I had a number of secrets from my mother. Maybe not deliberately hidden secrets, but things that never seemed necessary to mention. Not because I didn’t love her or trust her, not that I didn’t want her to know who I was. When I was a grown woman I tried to tell her more than she wanted to know. (She was expert at changing the subject.) But during the delicate sequence of tender teen years, and up to and through college, I cherished my secrets. They separated me from her, distinguished me within my family. They were rarely of any consequence: some boy I’d dated, some recreational drug I’d tried but didn’t care to use again, a class I’d opted to take pass/fail. Driving down to this beach house (we’re at the Outer Banks) I recalled a spring break where my friends and I did a drive-away to deliver a car in Florida without any inkling of how we might get actually get back to school in Rhode Island. (We ended up, miraculously, running into some classmates we vaguely knew and they let us make the 24-hour return-trip in the back of their station wagon.) My parents never knew about this.

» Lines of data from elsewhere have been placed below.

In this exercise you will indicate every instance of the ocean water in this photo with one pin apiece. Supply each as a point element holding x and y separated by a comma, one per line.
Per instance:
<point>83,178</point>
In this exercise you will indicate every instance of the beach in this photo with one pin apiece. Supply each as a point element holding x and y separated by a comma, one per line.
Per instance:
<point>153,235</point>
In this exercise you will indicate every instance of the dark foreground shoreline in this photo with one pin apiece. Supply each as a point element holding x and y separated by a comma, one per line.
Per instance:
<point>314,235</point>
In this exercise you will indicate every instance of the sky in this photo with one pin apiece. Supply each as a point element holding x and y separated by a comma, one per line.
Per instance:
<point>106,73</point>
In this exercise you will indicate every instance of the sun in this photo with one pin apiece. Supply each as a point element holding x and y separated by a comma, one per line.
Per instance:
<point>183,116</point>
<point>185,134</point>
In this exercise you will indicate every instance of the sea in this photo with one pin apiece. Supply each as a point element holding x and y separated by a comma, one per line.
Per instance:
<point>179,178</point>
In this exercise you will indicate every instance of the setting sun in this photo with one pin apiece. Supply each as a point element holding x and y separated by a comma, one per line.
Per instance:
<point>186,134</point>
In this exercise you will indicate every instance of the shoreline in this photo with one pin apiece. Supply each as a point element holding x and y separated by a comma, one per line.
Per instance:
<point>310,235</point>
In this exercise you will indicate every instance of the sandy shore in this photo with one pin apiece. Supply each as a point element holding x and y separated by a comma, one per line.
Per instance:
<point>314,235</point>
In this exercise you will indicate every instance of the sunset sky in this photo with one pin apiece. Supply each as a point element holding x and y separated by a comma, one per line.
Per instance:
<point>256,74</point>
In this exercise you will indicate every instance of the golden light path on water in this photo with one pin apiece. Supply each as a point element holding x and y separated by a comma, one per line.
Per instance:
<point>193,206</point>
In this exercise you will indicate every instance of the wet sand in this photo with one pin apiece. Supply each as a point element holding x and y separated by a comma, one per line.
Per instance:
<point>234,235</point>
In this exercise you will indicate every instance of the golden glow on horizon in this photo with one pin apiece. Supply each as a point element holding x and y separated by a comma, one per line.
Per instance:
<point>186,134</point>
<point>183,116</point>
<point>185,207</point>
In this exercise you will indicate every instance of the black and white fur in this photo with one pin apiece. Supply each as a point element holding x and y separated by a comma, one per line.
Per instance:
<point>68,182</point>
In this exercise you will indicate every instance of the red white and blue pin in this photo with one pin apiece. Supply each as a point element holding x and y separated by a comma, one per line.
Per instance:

There are probably hundreds of little stories like this – not bad, not good, just things I knew that they didn’t. There was never any real reason to tell them.

~ ~ ~

In the taxi on the way from Paris to the airport, the driver, a chocolate skinned man with an elegant West African accent, watched in his rear view mirror as I conversed with the girls. They had asked me a question about the riots in London and I attempted to answer in a way that gave them enough information to address their question but didn’t over-explain. Later he said, “Your children listen very attentively to you. You must tell them all that you really want them to know, now, while their ears are still open. Then it will remain firmly inside them, in the coming years, when they cease to listen to you so closely.”

I’ve been thinking a lot about this little gem of advice, how it could be that there is a window of time to plant the words and ideas that might reinforce their future character and the decisions they make. They still listen to me now, but soon enough they’ll stop, just as they’ll stop talking and telling me things, too. And before you know it, they’ll grow into young women with secrets of their own, possibly with rich inner lives, and hopefully a few good stories to tell.